I can't understand a function which is part of a volatility model.
This is all explained in an open access paper titled "Volatility is (mostly) path-dependent" by Guyon and Lekeufack. My understanding after reading the paper is that we can model volatility as a simple regression of
$$ \sigma_t = \beta_0 + \beta_1 R_{1,t} + \beta_2 \sqrt{R_{2,t}} $$
The paper fits this equation on realized volatility (RV) and implied volatility (IV).
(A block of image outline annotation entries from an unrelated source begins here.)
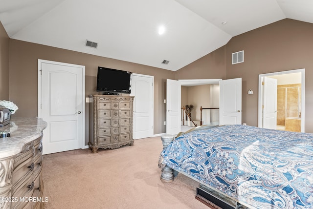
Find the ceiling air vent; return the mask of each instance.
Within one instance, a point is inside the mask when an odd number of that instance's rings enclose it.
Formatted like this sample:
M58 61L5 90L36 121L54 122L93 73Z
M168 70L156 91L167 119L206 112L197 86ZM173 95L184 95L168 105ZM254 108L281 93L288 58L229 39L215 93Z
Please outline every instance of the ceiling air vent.
M237 64L244 62L244 51L240 51L231 54L231 64Z
M168 60L163 60L163 62L162 62L162 64L168 64L168 63L169 63L170 61L169 61Z
M86 46L94 48L97 48L97 47L98 47L98 43L96 43L95 42L90 42L90 41L86 40Z

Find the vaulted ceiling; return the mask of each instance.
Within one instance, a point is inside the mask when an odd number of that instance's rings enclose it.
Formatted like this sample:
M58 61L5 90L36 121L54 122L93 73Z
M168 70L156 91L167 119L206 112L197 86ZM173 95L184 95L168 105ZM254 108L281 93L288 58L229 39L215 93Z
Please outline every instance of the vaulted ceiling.
M11 39L172 71L286 18L313 23L313 0L0 0Z

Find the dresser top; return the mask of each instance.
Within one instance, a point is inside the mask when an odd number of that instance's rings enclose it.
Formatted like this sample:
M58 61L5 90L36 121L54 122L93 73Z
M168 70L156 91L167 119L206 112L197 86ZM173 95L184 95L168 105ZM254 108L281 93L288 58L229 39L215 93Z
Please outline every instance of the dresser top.
M11 133L9 137L0 138L0 158L20 153L25 144L40 137L46 126L42 119L32 117L14 118L9 124L0 127L0 131Z

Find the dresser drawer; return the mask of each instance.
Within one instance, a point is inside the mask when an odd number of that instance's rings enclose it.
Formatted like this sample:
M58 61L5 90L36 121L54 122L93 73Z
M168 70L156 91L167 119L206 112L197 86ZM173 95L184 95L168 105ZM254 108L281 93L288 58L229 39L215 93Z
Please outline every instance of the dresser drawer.
M131 118L121 118L121 125L130 125Z
M130 117L131 116L131 110L130 109L124 109L121 110L121 117Z
M98 144L99 145L107 145L111 143L111 136L99 137L98 139Z
M120 139L121 142L123 141L128 141L131 139L131 134L130 133L125 133L121 134L120 135Z
M130 109L131 102L121 102L120 103L120 108L121 109Z
M119 128L118 126L112 127L112 134L118 134L119 133Z
M119 110L112 110L112 118L119 118Z
M106 136L111 135L111 128L103 128L98 129L98 136Z
M119 132L120 133L129 133L131 132L130 125L125 125L123 126L120 126L119 128L120 128Z
M118 139L119 138L119 135L114 135L112 136L112 143L115 143L115 142L118 142Z
M98 120L98 127L110 127L111 126L111 119L100 119Z
M115 118L115 119L112 119L112 126L117 126L119 125L119 119L118 118Z
M111 102L98 102L98 109L111 109Z
M29 199L33 196L34 191L37 188L35 188L35 182L32 178L30 178L24 182L21 187L12 193L12 197L20 197L18 201L12 201L11 203L11 209L31 209L33 201L20 201L20 198L22 199Z
M111 110L99 110L98 118L106 118L111 117Z
M119 109L119 103L118 102L112 102L112 109Z

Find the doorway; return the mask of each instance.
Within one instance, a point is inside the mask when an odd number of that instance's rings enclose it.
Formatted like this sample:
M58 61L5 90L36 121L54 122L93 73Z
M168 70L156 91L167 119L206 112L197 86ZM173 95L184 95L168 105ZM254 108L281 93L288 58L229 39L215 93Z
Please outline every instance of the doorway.
M263 91L262 82L265 77L278 81L276 90L278 95L275 107L277 129L305 132L305 69L259 75L258 126L260 127L265 127L264 105L267 96Z
M133 74L131 96L134 99L134 139L151 137L154 128L154 77Z

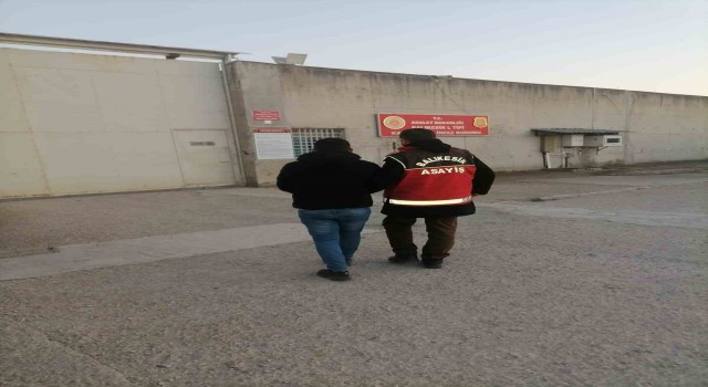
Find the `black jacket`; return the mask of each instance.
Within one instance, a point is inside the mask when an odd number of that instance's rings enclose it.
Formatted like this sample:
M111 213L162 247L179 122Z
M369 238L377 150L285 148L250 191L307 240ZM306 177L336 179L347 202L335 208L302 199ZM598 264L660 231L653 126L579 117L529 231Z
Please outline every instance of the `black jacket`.
M381 167L353 153L313 151L287 164L278 175L278 188L292 194L292 207L320 210L372 207L372 192Z
M439 139L427 139L412 144L414 148L431 151L436 156L448 155L451 146ZM473 156L473 155L472 155ZM486 195L489 192L494 181L494 172L485 163L476 156L473 164L477 167L475 178L472 179L472 195ZM377 174L376 185L384 188L395 186L403 179L405 172L400 163L386 158L382 170ZM445 187L440 187L445 189ZM406 218L436 218L436 217L460 217L475 213L473 202L458 206L397 206L384 203L382 213Z

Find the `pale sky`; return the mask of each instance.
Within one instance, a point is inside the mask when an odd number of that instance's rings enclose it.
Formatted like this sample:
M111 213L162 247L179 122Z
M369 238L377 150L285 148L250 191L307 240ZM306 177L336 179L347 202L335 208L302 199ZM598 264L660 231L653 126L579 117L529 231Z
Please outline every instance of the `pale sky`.
M708 96L708 0L0 0L0 32Z

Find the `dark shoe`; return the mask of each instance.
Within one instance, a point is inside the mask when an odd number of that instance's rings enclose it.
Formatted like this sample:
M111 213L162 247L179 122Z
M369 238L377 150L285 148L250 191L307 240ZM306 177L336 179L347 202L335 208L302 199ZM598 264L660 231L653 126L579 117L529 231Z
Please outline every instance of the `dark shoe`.
M416 257L416 254L407 254L407 255L396 254L394 257L388 258L388 262L395 263L395 264L408 263L417 260L418 260L418 257Z
M425 269L441 269L442 268L442 260L441 259L424 258L424 259L420 260L420 263L423 263L423 266Z
M317 275L332 281L348 281L352 279L347 271L332 271L330 269L322 269L317 271Z

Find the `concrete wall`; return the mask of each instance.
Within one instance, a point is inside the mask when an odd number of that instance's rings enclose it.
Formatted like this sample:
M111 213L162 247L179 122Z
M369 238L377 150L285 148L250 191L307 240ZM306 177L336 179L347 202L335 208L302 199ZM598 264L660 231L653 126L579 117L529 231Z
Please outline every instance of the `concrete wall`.
M0 49L0 197L239 184L219 65Z
M532 128L621 132L623 147L584 149L570 167L708 158L708 97L589 87L373 73L253 62L229 65L250 185L270 185L285 161L258 160L247 128L253 109L279 109L270 126L344 128L355 151L381 161L377 113L489 115L487 137L444 137L497 170L543 168Z

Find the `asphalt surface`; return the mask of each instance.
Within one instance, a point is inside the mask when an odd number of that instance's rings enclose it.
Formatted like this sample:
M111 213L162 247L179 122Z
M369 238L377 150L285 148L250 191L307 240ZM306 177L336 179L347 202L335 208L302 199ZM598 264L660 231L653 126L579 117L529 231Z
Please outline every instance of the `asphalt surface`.
M444 269L374 213L346 283L274 189L1 201L0 386L706 386L707 188L502 175Z

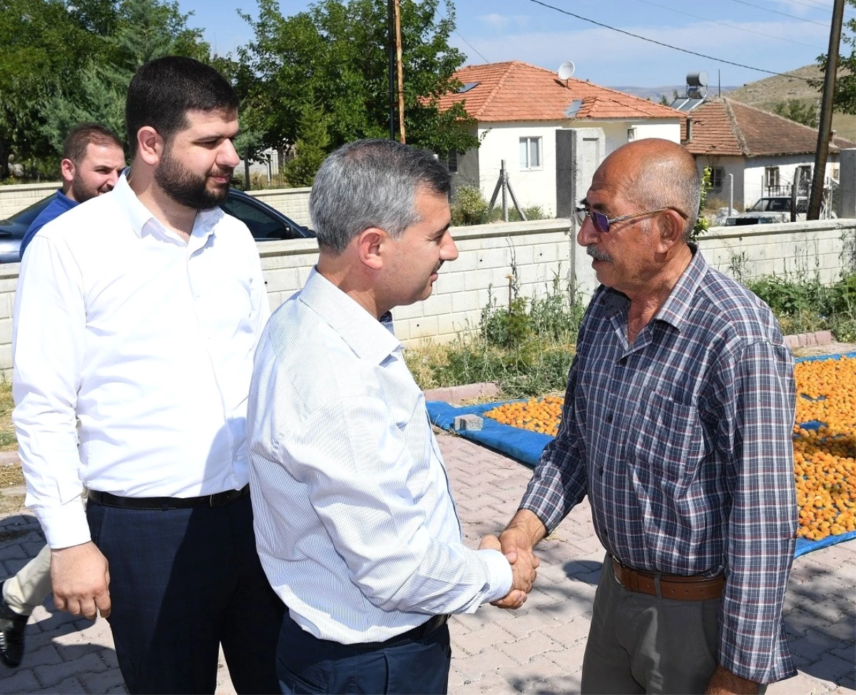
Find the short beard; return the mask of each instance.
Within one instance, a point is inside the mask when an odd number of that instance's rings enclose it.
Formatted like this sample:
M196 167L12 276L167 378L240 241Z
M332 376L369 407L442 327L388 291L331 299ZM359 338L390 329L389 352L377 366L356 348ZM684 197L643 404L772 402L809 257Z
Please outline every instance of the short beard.
M586 252L588 253L595 260L606 261L607 263L612 263L612 256L607 253L605 251L601 251L594 244L589 244L586 247Z
M228 172L232 177L232 169ZM168 147L163 152L160 166L155 169L155 182L180 205L192 210L208 210L217 207L229 195L229 186L211 191L205 185L208 176L197 176L186 169L172 157Z
M78 203L86 203L87 200L98 196L99 193L98 188L94 191L87 188L83 184L83 181L76 176L71 181L71 195Z

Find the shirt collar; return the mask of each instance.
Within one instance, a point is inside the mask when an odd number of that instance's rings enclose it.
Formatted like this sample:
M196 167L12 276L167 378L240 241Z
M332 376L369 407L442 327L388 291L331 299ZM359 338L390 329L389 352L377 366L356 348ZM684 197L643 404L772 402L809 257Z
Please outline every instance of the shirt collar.
M401 348L389 330L391 324L388 327L378 321L314 268L300 298L332 326L362 359L379 365Z
M687 320L687 316L693 306L693 299L702 279L707 273L707 263L698 251L696 244L689 242L693 258L689 265L681 274L677 283L672 288L666 301L654 316L655 321L663 321L675 328L681 330ZM603 306L609 314L626 311L630 300L623 293L607 288L607 294L603 298Z
M158 235L166 235L175 241L174 237L177 238L176 235L169 231L160 220L140 202L137 194L134 193L128 183L129 171L130 169L128 168L122 173L119 180L116 182L112 193L116 197L119 207L125 211L134 234L141 238L143 235L157 229L159 232ZM193 221L193 229L190 233L191 237L196 237L198 241L195 244L192 241L188 246L192 245L196 247L205 246L208 237L214 234L215 227L223 219L223 211L218 207L199 211L196 213L196 219ZM154 228L152 225L154 225Z
M695 297L696 290L707 273L707 263L698 251L698 247L690 242L689 247L693 252L690 264L681 273L677 284L654 317L657 320L665 321L675 326L678 330L687 320L687 316L693 308L693 299Z

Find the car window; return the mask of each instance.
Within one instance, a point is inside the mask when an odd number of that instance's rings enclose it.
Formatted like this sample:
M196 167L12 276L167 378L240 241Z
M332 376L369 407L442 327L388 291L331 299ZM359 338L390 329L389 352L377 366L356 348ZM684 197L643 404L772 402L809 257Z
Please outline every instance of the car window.
M17 212L9 217L9 221L15 222L18 224L31 224L39 217L39 213L45 210L56 197L56 194L53 193L45 199L33 203L29 207L24 208L21 212Z
M259 241L294 239L300 236L292 229L287 229L286 225L276 217L246 200L230 196L220 207L244 223L249 228L253 238Z

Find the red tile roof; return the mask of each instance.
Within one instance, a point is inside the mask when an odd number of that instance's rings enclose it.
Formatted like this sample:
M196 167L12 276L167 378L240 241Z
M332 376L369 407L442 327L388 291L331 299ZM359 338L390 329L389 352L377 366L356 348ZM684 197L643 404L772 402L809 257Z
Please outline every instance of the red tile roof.
M813 154L817 148L817 128L728 98L705 102L689 112L693 137L687 140L686 117L681 124L681 141L698 155L764 157L779 154ZM829 151L856 147L845 138L835 138Z
M566 84L556 73L520 61L470 65L455 77L464 85L477 84L463 93L443 95L440 110L462 101L470 116L480 122L684 118L669 106L583 80L571 78Z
This means that $\sigma_t$ is RV or IV and
$$ r_{t_i} = \frac{S_{t_i} - S_{t_{i-1}}}{S_{t_{i-1}}} $$
$$ R_{1,t} = \sum_{t_i \le t} K_1(t-t_i)r_{t_i} $$
and
$$ R_{2,t} = \sum_{t_i \le t} K_2(t-t_i)r_{t_i}^2 $$
Now, $K_1(t)$ and $K_2(t)$ can be one of a number of decay function but the one the model uses is a time-shifted power law (see p. 8 of paper):
$$ K(\tau) = K_{\alpha, \delta}(\tau) = Z^{-1}_{\alpha, \delta}(\tau + \delta)^{-\alpha}, \quad \tau \ge 0, \quad \alpha > 1, \delta > 0 $$
where in the continuous time limit
$$ Z_{\alpha, \delta} = \int_0^\infty (\tau + \delta)^{-\alpha} d \tau = \frac{\delta^{1-\alpha}}{\alpha -1} $$
Now, I can't understand how to implement the $K(\tau)$ functions. I just don't understand what $Z^{-1}_{\alpha, \delta}(\tau)$ is and how to implement it numerically. Is $Z(t)$ connected to the normal distribution pdf?